As for important milestones, it’s worth sharing professional achievements that emphasize your skillset, like volunteering, earning a certification, graduating with a degree or getting a feature in a publication. This type of content showcases your capabilities in a way that doesn’t feel forced and boosts your credibility within your industry, especially on platforms like LinkedIn, where recruiters constantly scan for candidates who could be the right fit. CareerBuilder Human Resources Manager Karen Gaski recommends using your LinkedIn to comment on and share business posts that are important to you. You can also ask former colleagues to post recommendations to your profile to display your strengths and vouch for your impact as a team member.

Choose the perfect profile picture

It’s about making a good first impression. Regardless of the channel, your profile picture is one of the first things an employer will see, so make it count. Choose a photo that represents your personality and your professionalism. For LinkedIn especially, your profile picture is part of your brand, so it should be a high-resolution, solo image.

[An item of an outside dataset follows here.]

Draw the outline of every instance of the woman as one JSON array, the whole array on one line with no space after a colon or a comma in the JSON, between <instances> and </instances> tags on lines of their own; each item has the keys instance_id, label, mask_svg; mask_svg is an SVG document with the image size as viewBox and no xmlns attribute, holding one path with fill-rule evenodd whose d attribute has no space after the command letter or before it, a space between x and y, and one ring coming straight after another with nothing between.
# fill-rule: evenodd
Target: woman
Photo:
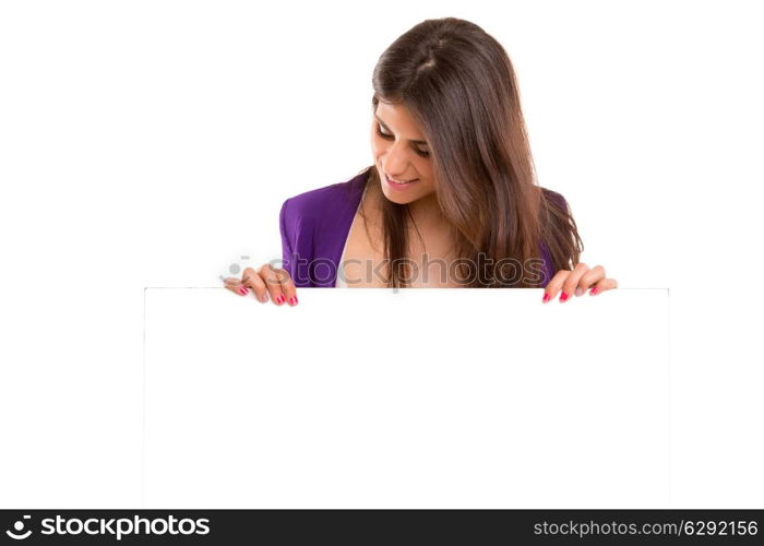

One general rule of thumb: keep your profile picture up to date. If it’s several years old, it’s time for a new photo.

Prioritize your privacy

Privacy should take priority for social media in general. If you like to keep life and work separate, change profiles to private for channels like Instagram and Facebook that are usually more family- and friend-oriented. Customize your privacy settings to suit your own preferences and keep a close eye on what’s set to “public,” especially since security features are always being updated and improved.

Google is your friend

Sometimes it’s as easy as searching for your name on Google. Take a look at the top relevant results. What would potential employers find here?

Use these Google results as a guide for what to update first. It’s not uncommon for potential employers to search for your name prior to an interview or offer. It can even be the difference between hiring you or someone else. In these cases, your search results offer an extended resume with just a few clicks.

Now that you have some tips to professional-proof your social media, you are ready to fine-tune for your next job search on CareerBuilder.com. As you prepare for the year ahead, keep these points in mind and use social media to your benefit by enhancing your digital footprint.